The researchers collected these illustrations, which they then used to train a computer vision system that could recognize objects in real photos (even though they had never seen them before). With this synthetic text-generated data as the only reference point, the system outperforms other procedurally generated datasets that were trained using real photos.

The CSAIL team believes it may also be beneficial to combine the tacit visual knowledge of the LLM with the artistic capabilities of other AI tools such as diffusion models. Systems like Midjourney sometimes lack the knowledge to consistently correct the smallest details in an image, making it hard for them to handle requests such as reducing the number of cars depicted or placing an object behind another. If LLM had sketched the desired change to the diffusion model in advance, the resulting edit might have been more satisfactory.

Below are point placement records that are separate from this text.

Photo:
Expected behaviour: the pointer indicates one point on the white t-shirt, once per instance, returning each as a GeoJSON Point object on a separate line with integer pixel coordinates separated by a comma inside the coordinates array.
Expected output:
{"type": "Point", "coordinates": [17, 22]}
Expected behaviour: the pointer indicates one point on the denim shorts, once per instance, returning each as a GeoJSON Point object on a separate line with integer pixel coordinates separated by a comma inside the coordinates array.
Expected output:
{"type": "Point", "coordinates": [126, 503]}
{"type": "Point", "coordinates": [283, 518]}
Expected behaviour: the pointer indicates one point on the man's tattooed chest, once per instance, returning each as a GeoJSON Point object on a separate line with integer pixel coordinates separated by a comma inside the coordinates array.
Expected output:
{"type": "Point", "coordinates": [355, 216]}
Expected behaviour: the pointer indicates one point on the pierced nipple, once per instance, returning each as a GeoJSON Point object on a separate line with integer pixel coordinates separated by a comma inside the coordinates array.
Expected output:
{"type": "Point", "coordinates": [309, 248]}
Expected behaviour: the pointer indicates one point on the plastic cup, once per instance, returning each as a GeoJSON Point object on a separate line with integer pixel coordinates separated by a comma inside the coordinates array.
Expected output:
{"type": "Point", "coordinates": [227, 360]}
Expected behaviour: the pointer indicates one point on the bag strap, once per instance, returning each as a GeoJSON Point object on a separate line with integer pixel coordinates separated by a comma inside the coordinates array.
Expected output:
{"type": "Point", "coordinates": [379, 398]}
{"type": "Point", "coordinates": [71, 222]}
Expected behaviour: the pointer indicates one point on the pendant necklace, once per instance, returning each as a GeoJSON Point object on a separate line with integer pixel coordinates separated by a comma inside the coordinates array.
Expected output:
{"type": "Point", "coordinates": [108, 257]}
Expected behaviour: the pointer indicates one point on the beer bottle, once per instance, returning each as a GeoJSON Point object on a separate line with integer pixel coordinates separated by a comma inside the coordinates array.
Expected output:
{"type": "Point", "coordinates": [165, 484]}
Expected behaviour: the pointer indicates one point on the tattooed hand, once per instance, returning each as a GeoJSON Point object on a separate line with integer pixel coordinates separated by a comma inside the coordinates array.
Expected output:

The irony, as Rott Shaham and Sharma acknowledge, is that LLMs sometimes don’t recognize the same concepts they can draw. This became clear when the models incorrectly identified human image reconstructions in the dataset. Such diverse representations of the visual world likely caused the linguistic models to have false beliefs.

Although the models had difficulty perceiving these abstract representations, they showed creativity by drawing the same concepts in a different way each time. When researchers repeatedly asked LLMs to draw concepts such as strawberries and arcades, they produced images from different angles, shapes and colors, suggesting that the models may have actual representations of the visual concepts (rather than reciting examples they had seen before).

The CSAIL team believes this procedure could provide a basis for assessing how well a generative artificial intelligence model can train a computer vision system. Additionally, researchers want to expand tasks in which they question linguistic models. Regarding the recent study, the MIT group notes that they do not have access to the LLM training kit they used, making it hard to further investigate the origins of their visual knowledge. In the future, they intend to explore the possibility of training an even better vision model, allowing LLM to work with it directly.

Sharma and Rott Shaham join paper by former CSAIL affiliate Stephanie Fu ’22, MNG ’23, and EECS graduate students Manel Baradad, Adrián Rodríguez-Muñoz ’22, and Shivam Duggal, who are CSAIL affiliates; as well as MIT Associate Professor Phillip Isola and Professor Antonio Torralba. Their work was supported in part by a grant from the MIT-IBM Watson AI Lab, a LaCaixa Fellowship, the Zuckerman STEM Leadership Program, and a Viterbi Fellowship. This week they are presenting their paper at the IEEE/CVF Computer Vision and Pattern Recognition Conference.